The year ended with a bang for University President Lawrence H. Summers.
After six months of relatively peaceful adjustment and agenda–setting, the first-year president finds himself at the center of a full-blown crisis.
With a department teetering on the verge of revolt and national figures joining the fray, the controversy over Afro-American studies threatens to snowball into a more broadly based criticism of Summers’ tenure as president.
There are signs that Summers still has a chance to escape disaster. As time passes, rhetoric softens, and the odds that the Afro-American studies professors will actually leave dwindles. Less clear, though, are the lessons Summers takes away from this very public battle.
Though Summers won’t comment specifically on the source of ongoing conflict with Fletcher University Professor Cornel R. West ’74 and other members of the Afro-American studies department, he continues to repeat its root is a “misunderstanding.”
But some who have worked closely with Summers say it was a misunderstanding waiting to happen.
Devil’s Advocate
Summers’ defenders call his style intellectually assertive. Overly aggressive, egotistical and bordering on disrespectful, however, is how Summers’ detractors characterize it.
Throughout his career, this style has been both his greatest strength and his greatest weakness. A number of University and Faculty sources point to this personality as a key factor in triggering controversy once again.
In college, Summers was a star debater and developed an obsessive fondness for playing devil’s advocate. The style suited the young academic, who rose rapidly through the ranks of Harvard’s Faculty.
His startling ascent also won him accolades beyond Harvard. When he graduated into the world of Washington policy-making, his personality became more of a hindrance.
A firebrand at times, Summers didn’t hesitate to speak his mind—sometimes at the cost of alienating supporters. He had a reputation for being tactless. While his analysis was always prescient, colleagues say, it was often ruthless.

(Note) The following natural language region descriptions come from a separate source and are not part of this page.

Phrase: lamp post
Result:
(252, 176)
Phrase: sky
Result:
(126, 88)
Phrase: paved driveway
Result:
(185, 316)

In considering Summers to be the University’s 27th president, Harvard’s search committee paid close attention to the question of his style. The powerful group was ultimately reassured on that point by Summers’ predecessor, former Treasury Secretary Robert E. Rubin ’60, who told them that his protege was a mellowed man.
Many professors were excited to bring the young, assertive Summers back to Harvard.
But colleagues and friends admitted that he was likely to—in the words of one friend—“ruffle a few feathers.” Some warned that further refinement was probably in order.